926J Madeleine de La Calprenède (1618-1668)

Les Œuvres diverses tant en Vers qu’en Proses; dediees a Madame de Mattignon par Octavie.

Image of the title page of 'Les Œuvres diverses tant en Vers qu’en Proses' by Madeleine de La Calprenède, published in Paris in 1658. The page features ornate lettering and a decorative floral design at the bottom.
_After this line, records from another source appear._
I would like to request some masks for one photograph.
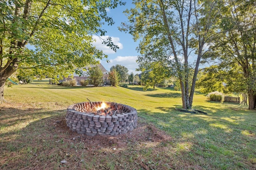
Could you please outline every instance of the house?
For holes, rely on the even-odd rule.
[[[103,73],[103,77],[102,78],[102,79],[103,79],[104,85],[108,84],[110,83],[110,81],[108,80],[108,71],[100,63],[96,65],[98,66],[102,71],[102,72]],[[72,78],[72,76],[70,76],[68,77],[67,78],[64,78],[63,81],[65,81],[67,79],[75,79],[76,80],[77,84],[80,85],[80,81],[81,80],[87,80],[88,79],[89,75],[87,74],[87,71],[89,68],[93,67],[94,66],[95,66],[93,65],[91,65],[89,66],[86,66],[84,68],[84,69],[85,70],[82,70],[81,76],[75,73],[74,73],[73,74],[73,78]]]

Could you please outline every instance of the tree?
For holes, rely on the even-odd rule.
[[[89,80],[95,87],[103,82],[103,73],[98,66],[89,68],[88,71]]]
[[[182,107],[192,106],[196,77],[205,46],[214,35],[222,1],[134,0],[135,8],[127,10],[129,23],[121,30],[140,40],[139,59],[168,61],[180,84]],[[189,57],[195,58],[192,84],[189,84]],[[189,88],[189,87],[191,88]]]
[[[223,84],[223,82],[227,82],[225,80],[224,74],[226,73],[218,66],[204,68],[200,76],[198,76],[199,80],[196,86],[200,88],[200,91],[202,93],[208,93],[216,91],[228,92],[227,88]]]
[[[120,81],[121,82],[125,82],[128,78],[128,69],[124,66],[120,64],[116,64],[110,68],[110,71],[115,69],[120,76]]]
[[[56,78],[106,57],[92,45],[100,27],[112,25],[108,8],[118,0],[0,1],[0,100],[4,83],[18,68]],[[116,51],[110,38],[103,43]]]
[[[134,76],[134,82],[135,83],[136,83],[136,84],[140,81],[140,77],[138,74],[136,74],[136,75]]]
[[[240,87],[247,91],[249,108],[254,109],[256,106],[256,4],[252,0],[229,0],[225,7],[219,24],[221,32],[210,49],[214,54],[212,56],[221,61],[226,69],[235,71],[236,68],[241,68],[245,84]]]
[[[129,83],[133,84],[134,80],[134,76],[133,72],[131,72],[131,74],[128,76],[128,80],[129,80]]]
[[[159,62],[142,62],[138,60],[139,67],[142,71],[141,81],[144,85],[144,90],[149,86],[155,86],[171,76],[171,70],[167,65]]]
[[[120,76],[115,69],[113,69],[108,73],[108,79],[110,84],[116,87],[120,80]]]

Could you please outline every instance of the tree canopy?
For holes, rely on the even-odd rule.
[[[256,3],[229,0],[226,5],[219,25],[220,31],[210,47],[212,56],[233,73],[232,77],[242,80],[243,83],[236,88],[247,91],[249,109],[253,109],[256,106]]]
[[[118,0],[7,0],[0,1],[0,100],[3,86],[17,69],[56,78],[107,57],[92,45],[114,23],[108,8]],[[118,47],[110,38],[103,43]]]
[[[214,36],[222,1],[135,0],[135,8],[125,13],[129,22],[121,30],[140,41],[138,60],[165,61],[176,71],[182,92],[182,107],[192,106],[196,80],[200,60],[207,43]],[[194,57],[195,64],[189,61]],[[193,68],[189,84],[188,75]],[[191,87],[191,88],[190,88]]]

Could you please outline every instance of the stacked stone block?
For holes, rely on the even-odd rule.
[[[80,134],[93,136],[99,135],[115,136],[126,133],[136,127],[138,116],[135,109],[124,104],[107,103],[112,108],[118,107],[125,113],[109,116],[87,113],[102,102],[84,102],[70,106],[67,109],[66,122],[70,130]]]

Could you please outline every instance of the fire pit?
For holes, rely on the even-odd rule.
[[[136,109],[127,105],[83,102],[68,107],[66,122],[70,130],[78,134],[115,136],[133,130],[137,117]]]

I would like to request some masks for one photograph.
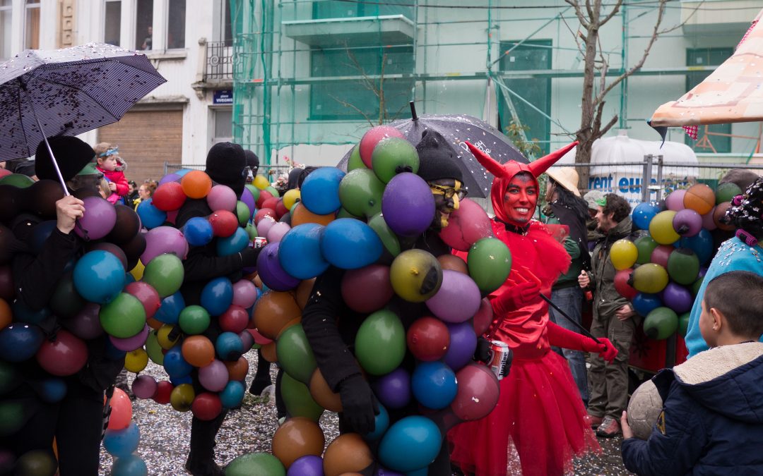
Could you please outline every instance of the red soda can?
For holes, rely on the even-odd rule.
[[[493,371],[495,376],[501,380],[506,375],[504,375],[504,366],[509,358],[509,346],[501,340],[490,341],[490,362],[488,366]]]

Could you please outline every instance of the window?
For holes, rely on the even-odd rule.
[[[167,15],[167,48],[185,47],[185,0],[169,0]]]
[[[509,41],[501,43],[501,52],[506,52],[514,46],[516,42]],[[522,71],[532,69],[550,69],[551,64],[551,40],[540,40],[523,42],[511,53],[501,58],[501,71]],[[504,81],[511,91],[522,96],[531,104],[551,115],[551,78],[533,78],[531,79],[507,79]],[[520,122],[523,126],[530,127],[525,132],[528,140],[537,139],[543,154],[549,153],[549,139],[551,133],[551,120],[535,110],[524,102],[520,101],[509,93],[498,88],[499,129],[506,131],[511,123],[512,115],[507,101],[511,100],[514,110],[517,111]]]
[[[311,53],[313,77],[372,76],[367,80],[313,84],[310,88],[310,118],[314,120],[370,120],[379,118],[383,92],[385,120],[395,119],[408,107],[411,78],[384,81],[373,76],[411,73],[411,46],[336,48],[314,50]]]
[[[151,50],[153,43],[153,0],[137,0],[135,17],[135,49]]]
[[[121,0],[106,0],[106,14],[104,20],[104,43],[118,46],[121,26]]]
[[[40,2],[27,0],[24,24],[24,50],[40,48]]]
[[[698,48],[686,50],[687,66],[717,66],[734,54],[733,48]],[[710,71],[689,72],[686,74],[686,91],[691,90],[710,75]],[[696,152],[730,152],[731,137],[713,134],[731,134],[731,124],[713,124],[707,127],[700,126],[697,131],[697,140],[686,136],[687,145]],[[713,151],[713,149],[715,149]]]

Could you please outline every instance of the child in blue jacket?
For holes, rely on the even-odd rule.
[[[664,403],[648,440],[623,412],[623,462],[641,475],[763,474],[763,277],[710,281],[699,327],[710,350],[652,379]]]

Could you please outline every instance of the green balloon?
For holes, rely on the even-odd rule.
[[[275,355],[286,373],[306,385],[310,385],[310,378],[317,364],[301,324],[288,327],[278,336]]]
[[[209,312],[203,307],[195,305],[186,306],[178,317],[178,325],[184,333],[189,335],[201,334],[209,327],[210,321]]]
[[[365,318],[355,336],[355,356],[374,375],[397,369],[405,356],[405,328],[400,318],[387,309]]]
[[[256,452],[235,458],[225,467],[225,476],[286,476],[286,470],[278,458]]]
[[[678,329],[678,316],[670,308],[657,308],[644,319],[644,334],[650,339],[667,339]]]
[[[358,168],[342,177],[339,200],[355,216],[372,216],[382,212],[384,187],[373,171]]]
[[[351,172],[356,168],[368,168],[365,167],[365,164],[363,163],[363,160],[360,158],[359,145],[353,148],[353,152],[349,155],[349,159],[347,161],[348,172]]]
[[[164,352],[162,346],[159,345],[159,340],[156,338],[156,331],[151,331],[148,333],[148,338],[146,339],[146,353],[151,362],[159,366],[164,365]]]
[[[184,276],[180,258],[166,253],[149,261],[143,270],[143,281],[153,286],[159,296],[166,298],[178,292]]]
[[[371,154],[371,165],[379,180],[387,184],[401,172],[419,171],[419,153],[401,137],[385,137]]]
[[[636,249],[639,251],[639,257],[636,259],[636,264],[646,264],[652,261],[652,252],[660,245],[651,236],[645,235],[639,236],[633,241]]]
[[[506,244],[495,238],[478,240],[469,248],[466,257],[469,276],[483,293],[495,291],[509,277],[511,271],[511,252]]]
[[[315,403],[307,386],[286,372],[281,379],[281,395],[291,417],[304,417],[317,423],[324,414],[324,407]]]
[[[114,337],[131,337],[146,327],[146,308],[137,298],[120,292],[116,299],[101,306],[101,327]]]
[[[668,257],[668,274],[678,284],[688,286],[700,273],[700,259],[688,248],[673,250]]]

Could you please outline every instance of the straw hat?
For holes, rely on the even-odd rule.
[[[549,177],[554,179],[554,181],[580,196],[580,190],[578,190],[578,171],[574,167],[559,167],[559,168],[549,169],[546,172]]]

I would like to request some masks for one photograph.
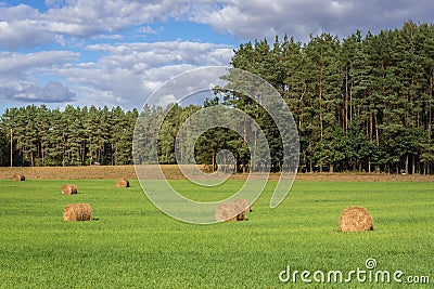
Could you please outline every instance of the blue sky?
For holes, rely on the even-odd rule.
[[[229,65],[248,40],[342,38],[432,15],[432,0],[0,0],[0,111],[140,108],[170,77]]]

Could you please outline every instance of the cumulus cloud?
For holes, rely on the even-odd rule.
[[[88,38],[126,27],[180,17],[189,1],[46,1],[49,9],[0,6],[0,48],[18,49],[53,41],[59,35]],[[152,32],[145,27],[144,32]],[[142,31],[142,32],[143,32]]]
[[[75,93],[60,82],[50,81],[44,87],[18,84],[15,88],[1,87],[0,97],[11,102],[64,103],[75,100]]]
[[[192,21],[209,24],[240,39],[273,38],[288,34],[308,40],[322,31],[345,37],[356,29],[379,31],[400,27],[408,19],[432,22],[431,0],[257,0],[219,1],[197,10]]]
[[[42,70],[68,63],[79,55],[72,51],[0,52],[0,84],[8,79],[26,78],[35,69]]]
[[[104,52],[105,56],[95,63],[55,69],[56,74],[77,83],[75,91],[87,101],[126,107],[140,107],[164,81],[183,71],[227,66],[233,54],[230,45],[182,41],[94,44],[86,49]]]

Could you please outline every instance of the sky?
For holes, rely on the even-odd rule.
[[[432,0],[0,0],[0,113],[46,104],[140,109],[241,43],[433,23]]]

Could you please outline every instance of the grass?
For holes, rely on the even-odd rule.
[[[430,276],[434,284],[432,183],[297,181],[277,209],[268,202],[276,182],[245,222],[193,225],[168,218],[132,181],[68,181],[78,195],[62,196],[64,181],[0,181],[0,288],[407,288],[404,284],[283,284],[291,271],[375,270]],[[174,187],[193,199],[227,197],[242,181],[214,192],[187,181]],[[93,222],[63,222],[69,202],[88,202]],[[363,206],[374,231],[339,232],[349,206]],[[311,276],[310,276],[311,277]]]

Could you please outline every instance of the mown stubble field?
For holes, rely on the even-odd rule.
[[[28,181],[8,180],[14,172]],[[118,176],[131,176],[131,187],[116,188]],[[132,167],[1,169],[0,288],[432,288],[434,284],[431,178],[301,175],[276,209],[268,206],[277,184],[271,180],[246,221],[194,225],[158,211],[133,176]],[[76,184],[79,194],[61,195],[65,182]],[[216,188],[186,180],[170,183],[192,199],[215,200],[237,191],[243,180]],[[90,203],[95,220],[64,222],[62,210],[71,202]],[[366,207],[374,229],[341,233],[339,219],[349,206]],[[376,267],[367,270],[368,259],[375,260]],[[298,275],[295,281],[282,283],[279,275],[288,267]],[[369,272],[375,276],[379,271],[400,271],[403,283],[360,281],[349,275],[357,270],[366,271],[366,277]],[[326,278],[318,283],[310,275],[312,281],[307,284],[299,276],[303,271],[324,272]],[[343,280],[328,281],[329,271],[341,271]],[[419,277],[419,283],[409,285],[407,277]],[[421,283],[422,277],[427,281]]]

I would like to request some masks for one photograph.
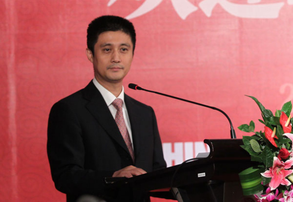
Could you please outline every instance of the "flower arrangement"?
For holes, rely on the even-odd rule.
[[[256,161],[261,169],[262,193],[255,195],[257,202],[293,202],[293,134],[291,113],[291,101],[285,103],[281,110],[273,113],[266,109],[254,97],[253,99],[261,111],[265,125],[264,132],[255,132],[255,124],[251,121],[238,128],[245,132],[252,132],[252,136],[243,136],[241,147],[250,154],[251,161]],[[264,170],[264,172],[263,171]],[[258,192],[259,190],[258,191]],[[254,193],[256,194],[256,193]]]

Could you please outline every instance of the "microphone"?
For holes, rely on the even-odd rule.
[[[233,125],[232,125],[232,122],[231,122],[231,120],[230,119],[230,118],[229,118],[229,117],[228,116],[227,114],[226,114],[223,111],[222,111],[219,108],[217,108],[217,107],[212,107],[212,106],[210,106],[209,105],[204,105],[203,104],[199,103],[198,102],[193,102],[193,101],[192,101],[190,100],[186,100],[185,99],[182,99],[182,98],[179,98],[177,97],[173,96],[172,95],[167,95],[166,94],[159,93],[158,92],[153,91],[152,90],[146,90],[146,89],[142,88],[140,86],[139,86],[138,85],[135,84],[134,83],[130,83],[128,85],[128,87],[129,88],[131,88],[134,90],[144,90],[144,91],[146,91],[146,92],[149,92],[151,93],[157,94],[159,95],[163,95],[164,96],[169,97],[171,98],[176,99],[177,100],[181,100],[181,101],[183,101],[184,102],[189,102],[190,103],[194,104],[196,104],[197,105],[200,105],[200,106],[201,106],[203,107],[207,107],[208,108],[212,109],[214,110],[218,111],[220,112],[220,113],[221,113],[222,114],[223,114],[226,117],[227,119],[228,119],[229,123],[230,123],[230,129],[231,129],[230,130],[230,135],[231,135],[231,139],[236,138],[236,134],[235,133],[235,131],[234,130],[234,128],[233,128]]]

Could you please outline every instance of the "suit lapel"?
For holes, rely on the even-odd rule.
[[[140,150],[140,138],[139,134],[140,134],[140,124],[139,113],[136,105],[132,101],[129,96],[124,94],[124,101],[127,109],[128,116],[131,125],[131,133],[132,133],[132,140],[133,141],[134,147],[134,153],[136,158],[139,156]]]
[[[129,153],[124,139],[108,106],[92,81],[83,89],[83,96],[89,100],[86,107],[89,112],[112,139]]]

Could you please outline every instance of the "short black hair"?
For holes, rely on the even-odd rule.
[[[94,53],[94,46],[98,41],[99,35],[102,32],[108,31],[122,31],[128,34],[133,44],[133,53],[134,53],[136,34],[132,22],[123,17],[114,15],[103,15],[92,20],[87,27],[86,44],[92,53]]]

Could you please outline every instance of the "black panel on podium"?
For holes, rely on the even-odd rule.
[[[240,146],[242,139],[205,139],[204,142],[210,147],[209,156],[187,162],[178,170],[180,165],[176,165],[131,178],[105,180],[118,189],[129,186],[134,202],[139,201],[136,198],[139,193],[184,202],[253,202],[243,196],[238,175],[253,165],[249,154]]]

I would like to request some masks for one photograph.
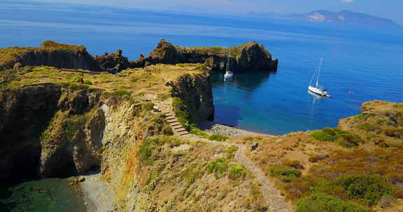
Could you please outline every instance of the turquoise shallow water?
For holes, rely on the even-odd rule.
[[[52,39],[84,45],[98,55],[121,49],[135,60],[160,38],[182,46],[263,44],[279,59],[276,73],[236,74],[226,84],[213,75],[216,121],[241,128],[285,134],[334,127],[339,119],[359,113],[363,102],[403,100],[401,29],[20,1],[0,6],[1,47],[38,46]],[[321,56],[320,80],[332,99],[315,100],[307,93]]]
[[[78,192],[67,180],[48,179],[1,186],[2,212],[86,211]]]

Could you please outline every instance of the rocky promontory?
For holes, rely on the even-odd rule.
[[[136,61],[129,61],[122,53],[118,50],[112,54],[92,56],[84,46],[47,40],[40,47],[0,48],[0,70],[27,66],[48,66],[116,73],[127,68],[159,63],[204,63],[213,71],[223,71],[229,61],[232,71],[251,72],[276,71],[278,63],[262,45],[256,42],[233,47],[183,47],[162,39],[148,56],[141,54]]]
[[[162,39],[148,57],[141,56],[133,67],[157,63],[204,63],[213,70],[225,70],[229,55],[230,69],[235,72],[276,71],[278,60],[262,45],[247,43],[234,47],[182,47]]]

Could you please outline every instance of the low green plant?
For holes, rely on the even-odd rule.
[[[183,172],[182,172],[182,175],[185,177],[188,184],[192,184],[195,183],[195,181],[203,175],[203,174],[204,172],[202,169],[195,165],[186,169]]]
[[[379,175],[344,175],[335,179],[333,183],[343,188],[351,198],[369,206],[376,205],[384,195],[392,195],[395,190]]]
[[[89,85],[92,85],[92,82],[90,80],[84,80],[84,84],[89,84]]]
[[[269,167],[270,176],[276,177],[283,182],[290,182],[293,178],[299,177],[302,174],[301,171],[292,167],[274,165]]]
[[[227,153],[227,159],[232,159],[235,157],[235,153],[238,151],[238,146],[231,146],[225,148],[225,153]]]
[[[154,109],[154,106],[155,106],[155,104],[153,103],[146,103],[143,104],[143,110],[144,111],[151,111],[153,110],[153,109]]]
[[[113,92],[111,93],[113,96],[119,96],[119,97],[125,97],[125,98],[130,98],[132,96],[132,93],[126,90],[119,90]]]
[[[232,180],[236,180],[241,177],[242,175],[246,174],[246,169],[241,165],[233,164],[229,165],[228,178]]]
[[[225,140],[229,139],[229,137],[227,136],[221,135],[213,134],[213,135],[210,135],[210,137],[208,137],[208,139],[212,140],[212,141],[216,141],[216,142],[225,142]]]
[[[322,142],[334,141],[336,139],[336,136],[329,134],[328,132],[323,130],[313,132],[311,135],[316,139]]]
[[[207,173],[214,173],[216,179],[224,176],[228,169],[228,161],[225,158],[218,158],[207,165]]]
[[[80,129],[84,128],[85,124],[85,116],[73,116],[65,119],[63,123],[63,129],[65,135],[67,136],[67,139],[73,140],[74,135],[76,135]]]
[[[169,99],[171,97],[171,95],[165,93],[161,93],[157,94],[157,100],[159,101],[164,101]]]
[[[354,202],[316,194],[298,200],[295,212],[369,212],[369,210]]]
[[[365,132],[374,132],[376,130],[379,130],[381,128],[376,125],[369,123],[364,123],[360,124],[355,127],[358,130],[364,130]]]
[[[87,85],[77,83],[69,83],[69,89],[72,91],[87,90],[90,88]]]

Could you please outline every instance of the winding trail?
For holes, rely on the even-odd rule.
[[[266,201],[270,212],[292,212],[292,210],[285,201],[284,197],[280,195],[280,191],[274,187],[274,184],[270,182],[265,176],[264,173],[252,160],[248,158],[245,153],[246,146],[243,144],[218,142],[197,137],[195,135],[188,134],[181,135],[181,137],[193,141],[202,142],[213,145],[225,146],[236,146],[238,151],[235,154],[235,160],[253,174],[260,186],[260,192]]]
[[[168,119],[168,122],[174,130],[174,133],[186,139],[202,142],[211,144],[213,145],[238,147],[238,151],[235,153],[235,160],[243,167],[249,169],[253,174],[256,180],[259,182],[260,192],[266,201],[266,205],[269,208],[269,212],[292,212],[290,206],[287,203],[284,197],[281,196],[280,191],[275,188],[274,183],[269,181],[264,173],[252,160],[246,156],[246,146],[243,144],[232,144],[226,142],[218,142],[208,139],[198,137],[193,134],[189,134],[185,131],[182,126],[178,126],[179,123],[174,113],[171,112],[172,109],[168,105],[159,105],[162,112],[165,114]]]

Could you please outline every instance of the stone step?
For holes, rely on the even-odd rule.
[[[178,132],[178,133],[179,132],[188,132],[188,130],[186,130],[186,129],[181,128],[179,129],[176,129],[176,132]]]
[[[176,119],[169,119],[169,120],[167,120],[167,121],[168,121],[168,123],[169,123],[178,122],[178,120],[176,120]]]
[[[174,128],[175,130],[183,128],[183,127],[181,125],[177,125],[177,126],[172,126],[172,128]]]

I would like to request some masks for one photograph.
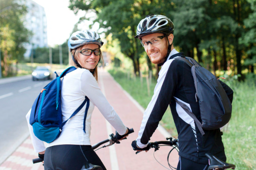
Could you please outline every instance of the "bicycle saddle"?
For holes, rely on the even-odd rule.
[[[235,169],[235,165],[224,162],[210,153],[205,154],[205,156],[210,161],[210,165],[207,170],[224,170],[229,168]]]
[[[103,169],[100,166],[89,163],[87,165],[83,166],[81,170],[103,170]]]

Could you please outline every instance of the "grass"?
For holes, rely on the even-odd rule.
[[[149,96],[145,78],[142,85],[139,78],[132,77],[128,79],[126,72],[120,69],[108,72],[124,89],[146,108],[153,94],[156,80],[152,80]],[[222,136],[227,162],[235,164],[236,169],[256,169],[256,85],[252,81],[226,82],[234,92],[232,117]],[[173,136],[177,137],[169,108],[160,123]]]

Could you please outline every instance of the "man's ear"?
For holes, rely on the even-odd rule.
[[[173,34],[171,34],[168,36],[168,40],[169,41],[169,43],[170,43],[170,45],[171,44],[173,43],[174,37],[173,36]]]

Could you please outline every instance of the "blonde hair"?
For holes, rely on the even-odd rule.
[[[78,56],[78,53],[79,53],[79,51],[81,50],[81,48],[82,48],[82,46],[78,47],[76,48],[76,51],[75,50],[76,49],[73,49],[72,50],[72,51],[71,51],[71,54],[74,56],[74,58],[75,59],[75,60],[78,63],[78,61],[77,61],[77,57]],[[76,53],[75,54],[74,54],[74,53],[75,53],[75,51],[76,51]],[[102,62],[103,63],[102,65],[104,65],[104,62],[103,61],[103,57],[102,55],[102,53],[101,52],[101,54],[100,54],[100,59],[101,60],[101,61],[102,61]],[[74,66],[76,68],[79,68],[76,65],[76,63],[75,63],[75,62],[74,62],[74,61],[73,61],[73,59],[71,59],[71,60],[70,61],[70,65],[72,66]],[[90,70],[89,70],[89,71],[93,71],[93,69],[91,69]],[[93,76],[95,77],[95,79],[96,79],[96,81],[97,81],[97,82],[98,82],[98,65],[97,65],[97,66],[96,66],[96,67],[95,67],[95,72],[94,72],[94,74],[93,75]]]

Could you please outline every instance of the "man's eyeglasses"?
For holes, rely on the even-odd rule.
[[[144,47],[145,48],[147,48],[149,47],[149,43],[150,43],[153,46],[155,46],[159,44],[162,40],[162,39],[165,37],[165,36],[157,37],[154,38],[149,41],[142,41],[140,43],[142,45],[142,46]]]
[[[92,50],[91,49],[83,49],[78,52],[84,55],[90,55],[92,54],[92,52],[94,53],[95,55],[99,55],[101,54],[101,50],[100,49],[95,49]]]

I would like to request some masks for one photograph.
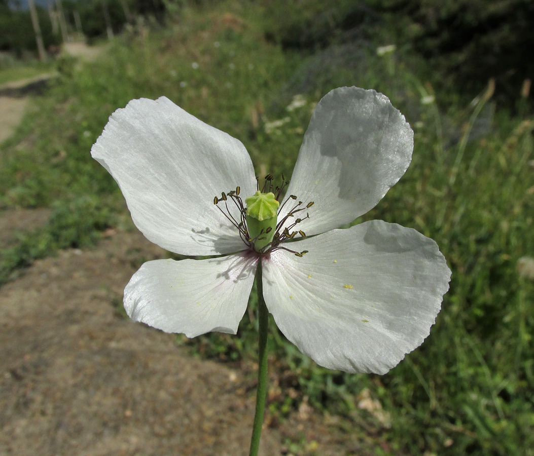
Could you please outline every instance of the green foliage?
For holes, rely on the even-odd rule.
[[[40,7],[36,9],[45,47],[59,44],[60,37],[52,33],[48,12]],[[25,51],[36,51],[37,43],[29,11],[12,11],[0,7],[0,51],[9,51],[19,57],[23,56]]]
[[[99,232],[114,221],[111,207],[95,197],[79,196],[58,201],[42,228],[19,235],[18,242],[2,251],[0,285],[35,260],[53,254],[60,249],[87,247],[100,238]]]
[[[392,22],[390,35],[373,41],[372,29],[365,45],[339,35],[313,53],[313,46],[305,55],[282,51],[276,43],[284,27],[310,24],[325,10],[310,0],[273,16],[269,4],[177,9],[168,28],[125,34],[99,61],[64,72],[0,150],[0,207],[54,208],[42,230],[2,252],[0,280],[57,249],[94,242],[114,222],[122,197],[89,150],[130,99],[165,95],[241,140],[258,175],[289,176],[314,103],[340,85],[374,88],[406,115],[415,147],[405,176],[357,221],[382,219],[435,239],[452,269],[451,289],[428,340],[382,377],[318,367],[271,321],[270,412],[283,416],[307,400],[339,414],[349,435],[364,428],[376,454],[531,456],[534,283],[517,267],[534,257],[528,99],[519,100],[522,114],[512,114],[496,107],[490,87],[468,105],[459,95],[464,86],[434,83],[441,75],[409,49],[378,55],[394,42]],[[308,5],[317,9],[304,14]],[[250,363],[255,306],[253,291],[238,337],[213,333],[187,344],[205,356]],[[380,402],[389,423],[359,407],[362,391]]]

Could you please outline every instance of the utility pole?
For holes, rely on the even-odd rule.
[[[75,10],[73,12],[73,15],[74,16],[74,23],[76,24],[76,29],[80,35],[79,38],[83,38],[83,30],[82,30],[82,20],[80,18],[80,13],[77,10]]]
[[[43,44],[43,36],[41,34],[41,27],[39,27],[39,19],[37,16],[37,11],[35,10],[35,4],[34,0],[28,0],[28,6],[30,8],[30,16],[32,17],[32,24],[33,25],[34,31],[35,32],[35,41],[37,42],[37,50],[39,53],[39,60],[44,62],[46,59],[46,53],[44,52],[44,45]]]
[[[106,22],[107,38],[108,39],[112,39],[113,38],[113,29],[111,26],[111,18],[109,17],[109,11],[107,9],[107,3],[105,0],[102,0],[102,10],[104,11],[104,20]]]
[[[58,25],[58,13],[52,8],[52,4],[50,0],[48,2],[48,14],[50,17],[50,22],[52,23],[52,33],[57,35],[59,31],[59,26]]]

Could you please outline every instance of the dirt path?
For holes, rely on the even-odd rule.
[[[28,99],[0,96],[0,142],[9,138],[20,123]]]
[[[4,228],[29,216],[2,215]],[[137,231],[116,232],[2,287],[0,455],[248,454],[254,377],[192,358],[114,307],[138,265],[163,254]],[[291,454],[289,439],[305,442],[299,454],[368,454],[323,421],[303,404],[264,429],[261,453]]]

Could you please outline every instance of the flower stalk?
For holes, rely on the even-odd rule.
[[[262,261],[258,261],[256,274],[256,287],[258,292],[258,325],[260,333],[258,358],[258,386],[256,392],[256,411],[250,439],[249,456],[257,456],[260,448],[260,437],[263,424],[263,414],[267,395],[267,333],[269,327],[269,312],[263,299],[262,283]]]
A Paris, chez Jacques Le Gras, à l’entrée de la gallerie des Prisonniers. M. DC. LVIII. Avec privilege du Roy. 1658                                                   .                                                      Price $3,800

Duodecimo: 13x 7.5cm. signatures: ã4, A-E12, F10, G11 (lacking G12) (Bound without a leaf of privilege, apparently as usual (cf Berès). First and only edition. This copy is bound in 18th century calf with gilt spine and label ; some pale damp staining.

First and only edition — and the sole publication of the poet Madeleine de La Calprenède, née de Lyée, a member of the Gascon family that produced the novelist Gautier de La Calprenède. Written under the name Octavie, the volume gathers fifty-nine short poems — sonnets, odes, and a single rondeau — addressed to “Madame de Mattignon,” in whose salon La Calprenède likely moved. Alternating voices of Octavie and Lucidor create a gender-reversed dialogue of love, illness, and devotion. Several pieces dwell on the physical realities of the body: a pair of sonnets describe bloodletting(pp. 133-134), while a striking sequence (pp. 56-59) reflects on her own smallpox, rare among female poets of the Grand Siècle.

Édition reliée en cuir du livre 'Les Œuvres diverses tant en Vers qu’en Proses' de Madeleine de La Calprenède, datant de 1658, montrant le dos du livre avec le titre et des décorations dorées.

The work survives in very few examples.  OCLC records only one copy in the United States (Library of Congress) and a small handful in European holdings (BnF, Arsenal, Bodleian). Absent from Cioranescu’s listings of later seventeenth-century women poets and long overlooked in discussions of early modern “préciosité,” it represents one of the earliest independent poetic collections by a French woman outside court patronage.